Last week, the Wisconsin Court of Appeals continued this pro-insured trend with its decision in Cleaver Brooks v. AIU Ins. Co., in which the court ruled that an insured under an excess layer “quota share” (three insurers shared the risk by percentages under separately issued policies) had the right to force all three insurers to simultaneously respond to the loss. The insurers had attempted to have the policies respond sequentially, with the two policies that included a defense obligation responding (and exhausting) first. The insured argued that the insurers “sequencing of their joint and several obligations may deprive Cleaver Brooks of more than $30 million in its defense coverage.”
The facts of the case were somewhat unusual. The insured, Cleaver Brooks, was the subject of massive, on-going asbestos litigation, with 200,000 suits filed against it, and many more likely to be filed in the future. Most of the suits included allegations that the claimants were exposed to asbestos in periods that included 1979 and 1980, when Cleaver Brooks had two $35 million blocks of solvent, unexhausted excess liability insurance coverage. In each of these years, three excess policies formed part of a “quota share,” meaning that a percentage of the policy limits was assigned to each of the three insurers. Of the three policies, two had duties to defend; the third only included a duty to indemnify. It followed that the insured wanted policies with defense obligations to stay on the risk for as long as possible, and the best way of doing that was to invoke joint and several liability to require that all three policies pay any judgments or settlements. The insurers objected to this approach, wanting the three policies to respond sequentially.

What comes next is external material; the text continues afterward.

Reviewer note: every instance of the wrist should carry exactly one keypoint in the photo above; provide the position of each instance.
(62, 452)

The court agreed with the insured. The court ruled that the very nature – and definition – of joint and several liability was that who pays among equally responsible insurers could be apportioned at the discretion of the insured. In essence, the court said that the insured has the right to choose, and control, how its policies will respond. While the court found additional support in the unique aspects of the quota share structure, noting that the policies stated that they were “part of” a coverage block that was above a single primary policy and by their terms, attached upon exhaustion of a single underlying limit, insureds should not view this decision as limited to those peculiar facts. The larger impact of the decision seems clear: the insured, not the insurer, has the right to control the manner and order in which multiple triggered policies respond to a given claim, a principle that could have far reaching consequences, since there are numerous circumstances going well beyond quota share policies where dictating which policy responds first can have a significant impact on the amount of available coverage.